Supergroup bases are another fine addition to the City of Villains expansion, and the ability to design your evil lair is a fun activity that adds a real sense of esprit de corps to your supergroup. There are a number of basic templates for your HQ--from medieval stonedungeon to a state-of-the-art high-tech look; and the more prestige your supergroup members earn, the bigger you can make your HQ, and the more stuff you can buy for it. That stuff can include decorative items such as office cubicles (for that all-important supervillain paperwork), pulpits, benches, and bookshelves, and vital items, such as power generators and work benches, with which you can transform salvage you pick up from defeated foes into more useful items and components.
City of Villains' graphics are necessarily much like those of City of Heroes. Player models aren't terribly detailed, but they have enough comic book charm to be appealing--you'll find yourself stopping often in midflight (or midsprint) to admire a villain's particularly well-designed costume. The Rogue Isle environments are spacious and well designed, with plenty of nooks and crannies, low-lying buildings, and impossibly tall skyscrapers. Many of these environments are designed with a decrepit feel of urban decay that adds a sense of foreboding to the game--an effective twist from the typically bright and cheerful environments of Paragon City. The instance environments that aren't recycled from City of Heroes are generally interesting, though we found that the Arachnos Base environment was a serious system hog. The same can be said during pileups in PvP, where things can slow down to a crawl, even on generously equipped gaming systems.
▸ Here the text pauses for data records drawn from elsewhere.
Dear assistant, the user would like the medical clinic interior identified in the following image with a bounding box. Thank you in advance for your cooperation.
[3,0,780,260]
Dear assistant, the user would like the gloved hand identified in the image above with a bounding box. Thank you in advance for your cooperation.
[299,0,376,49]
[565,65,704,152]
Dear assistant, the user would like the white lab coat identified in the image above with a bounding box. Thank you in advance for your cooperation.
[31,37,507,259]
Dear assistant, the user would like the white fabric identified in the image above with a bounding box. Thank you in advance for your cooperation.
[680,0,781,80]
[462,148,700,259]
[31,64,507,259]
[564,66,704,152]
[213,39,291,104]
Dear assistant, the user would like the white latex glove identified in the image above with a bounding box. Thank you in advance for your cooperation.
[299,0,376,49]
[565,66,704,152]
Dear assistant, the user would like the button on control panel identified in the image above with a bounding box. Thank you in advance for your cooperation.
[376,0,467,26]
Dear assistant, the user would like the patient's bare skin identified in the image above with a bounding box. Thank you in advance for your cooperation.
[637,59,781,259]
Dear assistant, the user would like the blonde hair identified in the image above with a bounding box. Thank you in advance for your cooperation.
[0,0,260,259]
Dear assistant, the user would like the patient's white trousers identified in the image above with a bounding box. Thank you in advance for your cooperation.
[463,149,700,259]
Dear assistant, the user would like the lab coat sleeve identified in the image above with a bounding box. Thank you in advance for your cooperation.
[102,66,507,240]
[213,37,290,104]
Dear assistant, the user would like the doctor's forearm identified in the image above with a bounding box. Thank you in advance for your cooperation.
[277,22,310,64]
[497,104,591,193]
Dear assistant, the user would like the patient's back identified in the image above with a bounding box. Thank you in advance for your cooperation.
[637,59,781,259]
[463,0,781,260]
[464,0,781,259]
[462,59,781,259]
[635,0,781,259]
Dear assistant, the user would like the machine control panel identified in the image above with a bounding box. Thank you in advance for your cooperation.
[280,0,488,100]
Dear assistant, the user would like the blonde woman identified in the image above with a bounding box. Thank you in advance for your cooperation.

Much of COV's audio landscape is recycled from COH, especially the sounds of your powers. Superpunches and energy blasts still provide that same punchy shock, as do shots from your rifle and many of the enemy attacks; but there doesn't seem to be a lot that's new going on. Though it might not be practical from a gameplay standpoint, there's a perverse part of us that wishes we could choose a voice for our nefarious creations, in order to hear them speak their trademark battle cries in appropriately sneering tones.
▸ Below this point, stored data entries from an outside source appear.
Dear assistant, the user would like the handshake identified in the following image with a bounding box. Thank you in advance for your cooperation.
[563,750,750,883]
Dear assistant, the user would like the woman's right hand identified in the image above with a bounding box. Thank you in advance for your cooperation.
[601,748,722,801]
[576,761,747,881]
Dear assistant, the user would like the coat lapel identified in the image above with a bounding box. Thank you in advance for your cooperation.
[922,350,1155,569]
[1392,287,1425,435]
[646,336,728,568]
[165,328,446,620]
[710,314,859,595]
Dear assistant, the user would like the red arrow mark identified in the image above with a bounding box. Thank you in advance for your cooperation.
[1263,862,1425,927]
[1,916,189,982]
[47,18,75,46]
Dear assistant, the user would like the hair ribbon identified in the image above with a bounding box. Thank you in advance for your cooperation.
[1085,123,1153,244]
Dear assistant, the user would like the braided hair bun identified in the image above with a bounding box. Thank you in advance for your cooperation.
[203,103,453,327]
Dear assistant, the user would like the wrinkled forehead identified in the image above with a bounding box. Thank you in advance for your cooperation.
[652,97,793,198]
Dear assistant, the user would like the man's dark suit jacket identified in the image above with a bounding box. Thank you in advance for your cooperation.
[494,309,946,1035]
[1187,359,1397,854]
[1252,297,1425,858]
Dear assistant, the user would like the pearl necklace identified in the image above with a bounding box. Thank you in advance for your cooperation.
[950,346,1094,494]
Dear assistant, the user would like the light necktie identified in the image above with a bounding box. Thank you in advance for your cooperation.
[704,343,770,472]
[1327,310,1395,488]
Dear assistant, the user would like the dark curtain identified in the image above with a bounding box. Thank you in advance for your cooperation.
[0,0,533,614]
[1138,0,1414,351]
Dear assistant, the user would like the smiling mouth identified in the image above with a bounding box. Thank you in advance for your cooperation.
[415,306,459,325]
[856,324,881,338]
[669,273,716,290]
Of course, affecting that sneering tone, mowing down self-righteous do-gooders, and enacting insane plans for world domination is exactly what City of Villains' gameplay aims for. It doesn't always find its mark--you don't necessarily feel like much of a villain, and it's easy to get slogged down in missions that don't feel very different from City of Heroes. Still, if you're willing to commit to the spirit of the setting, City of Villains completes the circle of comic book adventure and makes it awfully fun to get in touch with your inner evil mastermind.